Mit PinMolkönnen mehrere MBs für ein mRNA-Ziel ausgelegt werden (Abbildung 1B-C). Nach Der Synthese und Reinigung werden die ausgewählten MBs charakterisiert und mittels In-vitro-Analyse verglichen.

Figure 1
Abbildung 1: Technik und Gewebebeschreibung für die Bildgebung von endogenen mRNAs. (A) Darstellung einer drosophila-Eikammer in der Zwischenstufe, die für die Mikroinjektion verwendet wird. Die Mikroinjektionsnadel (grün) liefert einen Cocktail aus molekularen Leuchttürmen, die speziell für oskar mRNA geeignet sind. Eine schnelle Injektion in eine Ammensamenzelle ermöglicht den Nachweis von mRNAs beim Transit zur Oozyte sowie die Visualisierung bereits lokalisierter mRNA am hinteren Kortex. (B) PinMol Software-Ausgabe des molekularen Beacon-Rankings für das Targeting von oskar mRNA (C) Sekundäre Strukturregion innerhalb von oskar mRNA, die von einem molekularen Leuchtfeuer angegriffen wird. (C') Sequenz und Faltung von oskar-spezifischem molekularem Leuchtfeuer, osk2216. Bitte klicken Sie hier, um eine größere Version dieser Abbildung anzuzeigen.

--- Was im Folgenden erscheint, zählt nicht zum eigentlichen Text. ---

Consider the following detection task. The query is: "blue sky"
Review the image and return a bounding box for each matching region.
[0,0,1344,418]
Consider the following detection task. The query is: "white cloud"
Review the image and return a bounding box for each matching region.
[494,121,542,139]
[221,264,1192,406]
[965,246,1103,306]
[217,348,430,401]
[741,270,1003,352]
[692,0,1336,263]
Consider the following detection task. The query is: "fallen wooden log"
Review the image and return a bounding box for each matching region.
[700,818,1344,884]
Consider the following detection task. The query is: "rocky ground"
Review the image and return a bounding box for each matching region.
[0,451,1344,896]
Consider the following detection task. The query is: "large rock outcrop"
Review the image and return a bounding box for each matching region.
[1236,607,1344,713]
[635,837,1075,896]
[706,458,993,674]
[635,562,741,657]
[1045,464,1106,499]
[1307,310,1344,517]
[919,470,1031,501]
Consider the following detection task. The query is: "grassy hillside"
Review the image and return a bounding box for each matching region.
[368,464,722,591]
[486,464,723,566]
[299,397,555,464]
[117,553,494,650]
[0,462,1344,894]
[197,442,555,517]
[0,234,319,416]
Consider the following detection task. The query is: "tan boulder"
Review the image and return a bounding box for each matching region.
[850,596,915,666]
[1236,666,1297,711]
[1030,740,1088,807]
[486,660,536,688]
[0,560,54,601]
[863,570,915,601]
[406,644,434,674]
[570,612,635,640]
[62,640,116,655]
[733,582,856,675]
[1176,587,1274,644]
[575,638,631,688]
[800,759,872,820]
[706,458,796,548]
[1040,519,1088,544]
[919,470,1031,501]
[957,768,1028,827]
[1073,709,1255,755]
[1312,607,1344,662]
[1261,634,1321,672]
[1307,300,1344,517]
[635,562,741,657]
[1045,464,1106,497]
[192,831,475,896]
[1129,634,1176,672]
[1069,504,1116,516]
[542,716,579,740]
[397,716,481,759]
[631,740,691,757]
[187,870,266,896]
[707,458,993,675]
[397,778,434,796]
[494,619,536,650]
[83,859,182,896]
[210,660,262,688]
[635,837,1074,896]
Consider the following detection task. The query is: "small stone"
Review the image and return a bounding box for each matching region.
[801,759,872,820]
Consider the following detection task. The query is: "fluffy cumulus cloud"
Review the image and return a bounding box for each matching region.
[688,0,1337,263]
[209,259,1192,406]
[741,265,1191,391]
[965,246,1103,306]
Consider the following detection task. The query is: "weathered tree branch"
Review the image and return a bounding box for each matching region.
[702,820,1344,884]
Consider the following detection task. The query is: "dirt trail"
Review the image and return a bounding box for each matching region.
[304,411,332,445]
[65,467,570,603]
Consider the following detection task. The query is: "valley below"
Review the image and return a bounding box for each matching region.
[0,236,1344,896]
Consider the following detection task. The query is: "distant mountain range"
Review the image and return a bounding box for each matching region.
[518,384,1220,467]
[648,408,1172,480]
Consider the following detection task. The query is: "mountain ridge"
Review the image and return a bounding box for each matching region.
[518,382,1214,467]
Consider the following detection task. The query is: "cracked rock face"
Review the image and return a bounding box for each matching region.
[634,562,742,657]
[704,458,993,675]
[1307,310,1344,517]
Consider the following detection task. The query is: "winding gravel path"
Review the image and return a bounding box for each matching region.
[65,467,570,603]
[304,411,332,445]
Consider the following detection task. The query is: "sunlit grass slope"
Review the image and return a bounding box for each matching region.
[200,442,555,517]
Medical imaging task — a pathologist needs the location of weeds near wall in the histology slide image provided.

Nachdem die optimale Leistung von MBs durch In-vitro-Charakterisierung bestätigt wurde, werden die Sonden zur Live-Visualisierung endogener Ziel-mRNA(s) eingesetzt. Es ist möglich, die Muster des Oskar mRNA-Transports und der Lokalisierung in verschiedenen Stadien der Oogenese zu visualisieren, insbesondere bei und nach der MittlerenOogenese (7-10) (Abbildung 2A-B). Aufgrund ihrer geringen Größe ist es schwierig, Eikammern in sehr frühen Stadien (1-4) zu injizieren. Bei einzeln injiziertin in der gleichen Stufe Eikammern, oskar-spezifische MBs präsentieren die gleichen Schemas der Lokalisation (Abbildung2, osk1236 vs osk2216).

Figure 2
Abbildung 2: Zeitfolge von oskar mRNA in der Wild-Eikammer bei t = 0, 10 und 30 min Zeitpunkte, nach Beginn der Erfassung. Ambisszelleninjektionen von zwei oskar-spezifischen molekularen Leuchttürmen (osk1236 und osk2216) in (A) Stufe 6-7 Eikammern und (B) Stufe 9 Eikammern. Maßstabsleiste = 20 m. Bitte klicken Sie hier, um eine größere Version dieser Abbildung anzuzeigen.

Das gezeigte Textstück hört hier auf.